USA – Daimler steht kurz vor Beilegung der Dieselverfahren durch Vergleich
Der Daimler Konzern steht kurz vor der Beilegung der gegen ihn in den USA laufenden Verfahren um angebliche Verstöße gegen Diesel-Abgasregeln. Seit 2016 ist der Konzern wegen angeblich geschönter Messwerte zum Abgasausstoß von Stickoxid im Visier der Justiz. Ihm und seiner Tochter Mercedes-Benz USA wurden überhöhte Abgaswerte bei rund 250.000 Dieselfahrzeugen vorgeworfen.
Wie am 14. September 2020 bekannt wurde, legt Daimler nun mit einer Zahlung von mehr als EUR 1,9 Mrd. (rund USD 1,5 Mrd.) mit zwei Vergleichen die Ermittlungsverfahren der US-Behörden und zahlreiche Klagen von US-Autobesitzern bei. Die Kosten hierfür belaufen sich damit in den USA insgesamt auf deutlich mehr als USD 2 Mrd.
Während die Umweltbehörde EPA darin nun eine „klare Botschaft“ eines harten Durchgreifens der US-Regierung bei der Einhaltung von Emissionsstandards an Autohersteller sieht, das Justizministerium nach eigenen Angaben ein zivilrechtliches Bußgeld von USD 875 Mio. verhängte und auch die Klägeranwälte den Kompromiss als Erfolg verbuchen, bei dem betroffene Mercedes-Besitzer je mindestens USD 3.290 an Entschädigung erhalten könnten, bestreitet Daimler die Vorwürfe weiterhin.

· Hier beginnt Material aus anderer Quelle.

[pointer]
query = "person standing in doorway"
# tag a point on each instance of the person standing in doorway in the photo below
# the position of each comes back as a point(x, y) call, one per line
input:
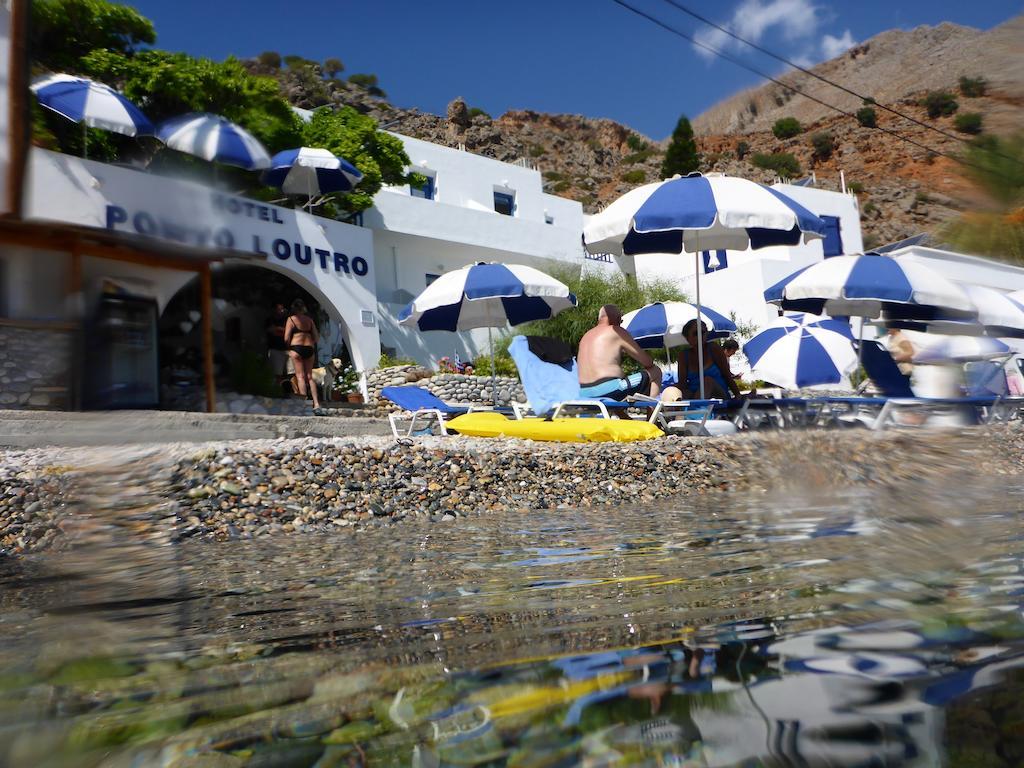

Der Autobauer betont, im Vergleich werde nicht festgestellt, ob die in den Fahrzeugen verwendeten Funktionen unzulässige Abschalteinrichtungen der Abgasreinigung seien, und es sei in den Vergleichsvereinbarungen explizit festgehalten worden, dass das Unternehmen die Vorwürfe der Behörden sowie Ansprüche der Sammelkläger bestreitet und keine irgendwie geartete Haftung einräume. Als Teil der Einigung muss Daimler die Fahrzeuge aber ebenfalls mittels Software-Update nachbessern sowie für weitere Umweltmaßnahmen aufkommen, sodass zu den Vergleichssummen noch Kosten in mittlerer dreistelliger Millionenhöhe hinzukommen werden.
Die Vergleiche müssen noch gerichtlich genehmigt werden. Zudem beenden sie nur die Zivilverfahren; weitere strafrechtliche Konsequenzen sind möglich.